Leslie Morgan Steiner’s memoir details how she was assaulted 20 times before leaving her abusive marriage. In a Q&A with Newsweek she says: “I thought it only happened to poor women with children and without options.”
A lot of people assume that I must have had really low self-esteem at the time, but it wasn’t that. In some ways, I was too confident. I had just graduated from Harvard, which some people thought was a big deal, and I had a great job at Seventeen magazine and a New York apartment and I was meeting men everywhere. I was on top of the world. When I met my future husband, he told me about his very abusive childhood, and I never really doubted that I could help him. I was very naive in that way. I didn’t realize what kind of psychological problems this kind of history could create. He was my first love, and I threw myself into loving him unconditionally.
Steiner’s situation was incredibly sad, and her statements offer a clear view of the psychology and thoughts women in domestic violence scenarios often have. For instance, she talks about keeping the abuse a secret from her friends:
With most people, I would work to hide it … I also think I knew that the minute I told people, the jig would be up. I would have to leave the relationship, and I was not ready to do that.
In addition, when Newsweek asks: Did you ever blame yourself for what was happening? Steiner reponds:
I didn’t blame myself for him being abusive, and I never felt like I deserved to be hit. But I blame myself for staying. It would have been easier if I had told people the first time it happened. But I didn’t. By waiting until it had happened 20 or 30 times, I was afraid everyone would think I was pathetic that I let this go on for so long.

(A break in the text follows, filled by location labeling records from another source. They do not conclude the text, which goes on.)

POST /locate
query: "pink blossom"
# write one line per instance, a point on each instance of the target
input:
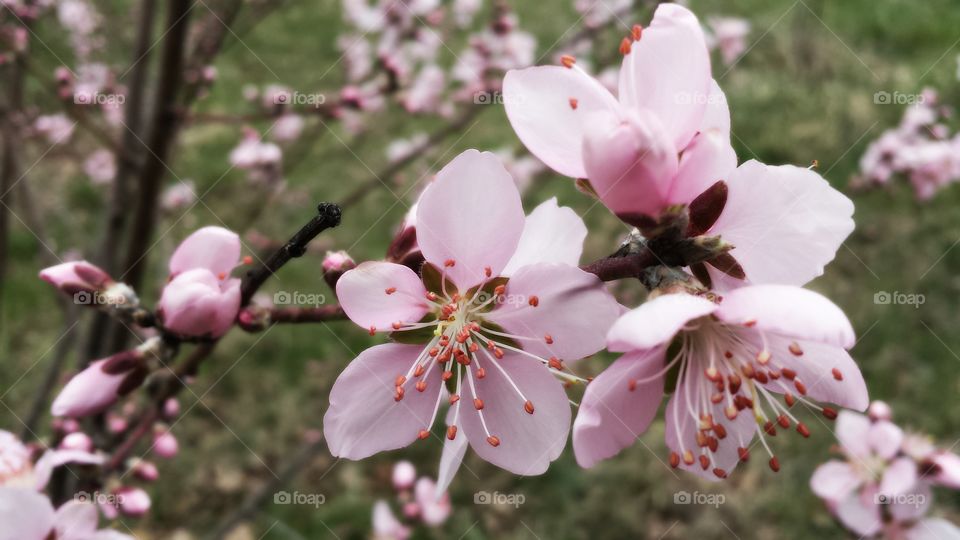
(497, 351)
(201, 299)
(27, 515)
(732, 355)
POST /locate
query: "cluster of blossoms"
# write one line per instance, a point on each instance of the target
(882, 486)
(921, 149)
(420, 504)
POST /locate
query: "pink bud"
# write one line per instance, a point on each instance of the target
(404, 475)
(165, 444)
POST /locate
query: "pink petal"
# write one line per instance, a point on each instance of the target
(362, 293)
(785, 222)
(709, 158)
(471, 216)
(25, 515)
(537, 101)
(834, 481)
(668, 72)
(899, 477)
(88, 392)
(630, 161)
(572, 307)
(860, 513)
(363, 417)
(613, 413)
(656, 321)
(552, 234)
(789, 312)
(214, 248)
(528, 442)
(885, 439)
(852, 430)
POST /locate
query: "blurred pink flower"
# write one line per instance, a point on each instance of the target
(733, 356)
(201, 299)
(500, 321)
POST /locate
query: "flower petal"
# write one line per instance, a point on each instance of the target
(551, 234)
(528, 442)
(537, 101)
(785, 222)
(668, 72)
(789, 312)
(214, 248)
(614, 412)
(656, 321)
(834, 480)
(560, 301)
(471, 215)
(364, 418)
(362, 293)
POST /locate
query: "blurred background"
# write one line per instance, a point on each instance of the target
(803, 89)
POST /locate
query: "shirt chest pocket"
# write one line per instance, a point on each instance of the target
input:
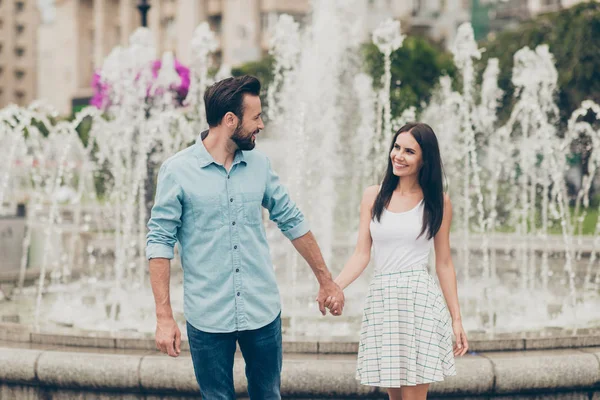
(208, 213)
(252, 208)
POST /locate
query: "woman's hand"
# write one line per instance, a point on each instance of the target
(462, 345)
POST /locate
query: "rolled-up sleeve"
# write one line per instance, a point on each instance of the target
(165, 218)
(282, 210)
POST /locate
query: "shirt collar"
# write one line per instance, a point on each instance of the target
(206, 159)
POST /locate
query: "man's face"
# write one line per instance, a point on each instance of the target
(244, 135)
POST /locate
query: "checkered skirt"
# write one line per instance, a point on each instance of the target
(406, 334)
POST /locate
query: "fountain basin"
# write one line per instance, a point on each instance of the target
(42, 365)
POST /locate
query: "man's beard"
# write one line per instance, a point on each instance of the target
(243, 141)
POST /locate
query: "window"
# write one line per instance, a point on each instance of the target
(20, 96)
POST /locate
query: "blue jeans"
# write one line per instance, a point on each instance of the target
(212, 356)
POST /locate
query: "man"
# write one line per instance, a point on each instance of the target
(209, 198)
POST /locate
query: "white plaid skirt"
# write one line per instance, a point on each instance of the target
(406, 334)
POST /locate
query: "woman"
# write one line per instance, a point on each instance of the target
(405, 340)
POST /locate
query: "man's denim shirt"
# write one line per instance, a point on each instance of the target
(229, 283)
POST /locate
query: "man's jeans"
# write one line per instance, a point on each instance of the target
(212, 355)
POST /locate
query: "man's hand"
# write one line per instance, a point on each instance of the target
(168, 336)
(331, 297)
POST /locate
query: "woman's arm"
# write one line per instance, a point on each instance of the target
(362, 252)
(447, 276)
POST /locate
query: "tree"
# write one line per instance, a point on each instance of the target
(416, 69)
(572, 36)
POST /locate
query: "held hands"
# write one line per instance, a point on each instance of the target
(168, 336)
(331, 297)
(462, 345)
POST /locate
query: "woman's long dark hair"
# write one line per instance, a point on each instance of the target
(430, 179)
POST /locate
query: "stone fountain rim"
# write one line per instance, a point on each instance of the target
(15, 332)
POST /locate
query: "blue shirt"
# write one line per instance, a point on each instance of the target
(229, 283)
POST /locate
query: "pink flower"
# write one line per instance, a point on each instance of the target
(101, 97)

Some people might find it hard to understand why a woman would not leave a man who physically injured her, and while Steiner isn’t completely clear about her reasons (she does say violence doesn’t happen on a first date, but instead when you’re already “trapped” in a relationship), it does seem that she has learned from her experience:
I hope so much that other women won’t ignore the red flags like I did. When he choked me during sex, I ignored it. His early possessiveness, I ignored it. I didn’t realize that things would get much worse… Love can’t fix a violent person. The only thing you can do is leave.